Grandmother who thought she was "plump" has 140-pound tumor removed
Mary Clancey of St. Clair, Pennsylvania, is thankful for the quick-thinking decisions of her doctors who discovered a serious medical condition that could have potentially ended her life.
A 140-pound cancerous tumor was removed from the 71-year-old grandmother in a five-hour operation on Nov. 10, 2016, after her son urged her to seek help.
“Things started getting harder to do -- harder to walk, harder to stand -- and then one day I couldn’t get out of bed,” Clancey said. “My son said, ‘Let’s call an ambulance and take you out of here.’”

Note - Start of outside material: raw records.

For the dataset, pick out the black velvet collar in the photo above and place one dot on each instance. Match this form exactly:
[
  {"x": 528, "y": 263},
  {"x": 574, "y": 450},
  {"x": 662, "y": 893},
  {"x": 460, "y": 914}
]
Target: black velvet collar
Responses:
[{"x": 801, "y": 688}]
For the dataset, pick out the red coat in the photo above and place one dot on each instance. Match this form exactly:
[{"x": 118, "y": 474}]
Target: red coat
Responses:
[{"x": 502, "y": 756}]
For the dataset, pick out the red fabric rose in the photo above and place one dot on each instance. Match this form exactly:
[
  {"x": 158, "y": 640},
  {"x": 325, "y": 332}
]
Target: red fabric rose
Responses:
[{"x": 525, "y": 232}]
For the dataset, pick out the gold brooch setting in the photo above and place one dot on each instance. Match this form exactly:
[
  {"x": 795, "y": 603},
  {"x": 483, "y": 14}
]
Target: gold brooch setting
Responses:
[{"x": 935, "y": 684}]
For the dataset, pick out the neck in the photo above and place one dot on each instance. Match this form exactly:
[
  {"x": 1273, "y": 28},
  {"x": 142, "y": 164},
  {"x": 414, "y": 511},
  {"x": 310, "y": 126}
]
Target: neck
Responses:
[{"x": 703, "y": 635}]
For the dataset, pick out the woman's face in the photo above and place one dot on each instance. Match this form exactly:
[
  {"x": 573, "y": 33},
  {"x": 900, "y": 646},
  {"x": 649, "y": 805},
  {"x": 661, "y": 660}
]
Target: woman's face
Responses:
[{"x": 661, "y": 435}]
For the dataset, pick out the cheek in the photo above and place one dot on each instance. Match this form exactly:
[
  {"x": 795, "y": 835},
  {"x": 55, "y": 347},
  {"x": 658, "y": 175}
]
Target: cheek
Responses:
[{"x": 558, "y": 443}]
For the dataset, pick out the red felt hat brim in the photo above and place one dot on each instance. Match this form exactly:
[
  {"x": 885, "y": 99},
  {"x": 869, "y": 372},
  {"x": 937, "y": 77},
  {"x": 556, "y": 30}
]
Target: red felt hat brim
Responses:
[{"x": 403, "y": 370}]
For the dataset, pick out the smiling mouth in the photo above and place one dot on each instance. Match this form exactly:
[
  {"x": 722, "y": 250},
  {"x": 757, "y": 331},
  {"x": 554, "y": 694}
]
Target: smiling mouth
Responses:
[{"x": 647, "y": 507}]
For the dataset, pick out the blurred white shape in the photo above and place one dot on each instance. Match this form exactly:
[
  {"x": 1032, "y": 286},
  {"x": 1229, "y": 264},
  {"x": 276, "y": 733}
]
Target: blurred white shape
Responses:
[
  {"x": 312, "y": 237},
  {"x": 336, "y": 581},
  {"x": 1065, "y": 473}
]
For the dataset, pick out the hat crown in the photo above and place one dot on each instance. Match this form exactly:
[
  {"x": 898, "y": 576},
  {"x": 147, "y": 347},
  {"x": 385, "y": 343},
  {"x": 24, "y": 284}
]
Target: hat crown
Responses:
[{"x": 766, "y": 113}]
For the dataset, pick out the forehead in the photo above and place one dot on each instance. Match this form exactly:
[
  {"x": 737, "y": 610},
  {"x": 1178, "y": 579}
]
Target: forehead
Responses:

Although Clancey described herself as “getting a little plump” over the last 15 years, she had no idea it was due to a tumor slowly growing in her abdomen. It wasn’t detected until doctors at Lehigh Valley Health Network (LVHN) in Allentown, Pennsylvania, did a CAT scan and realized an ovarian cyst had grown into a Stage 1 mass. At the time she weighed 365 pounds.
“The results of Mary’s CAT scan are permanently engrained in my mind,” Dr. Richard Boulay, chief of gynecologic oncology at LVHN, said. “The mass was so big it didn’t even fit in the picture of the scanner -- I had never seen anything like it.”
Prior to the discovery and as she was gaining weight, Clancey said doctors told her just to watch what she ate. Just over 5 feet tall, she said she felt destined to become “a short round, fat little old lady.”
But as a result of that surgery, she lost 180 pounds of tumor and tissue -- about half her body weight, the doctors said.
Made up predominantly of water, the tumor was “slippery and nasty,” Boulay said.
To help in the removal of the tumor, a second operating table had to be moved next to the one on which Clancey was lying so the mass could be rolled out without it rupturing, The Morning Call reported.
Clancey was under the watchful eye of LVHN doctors for 26 days after the procedure. She is now back home in good spirits.
“I was going to be a short, fat, round little old lady before, so you never know, I might just turn into a voluptuous babe now,” Clancey joked.
The hospital posted a video on YouTube documenting her medical journey.
The team at LVNH who took care of Clancey are happy to be a part of this success story.
“When someone like Mary grabs your hand a couple of days later and says, ‘Thank you for giving me my life back,’ it doesn’t get any better than that,” Boulay said.
The doctor said Clancey has no need further treatment such as chemotherapy or radiation.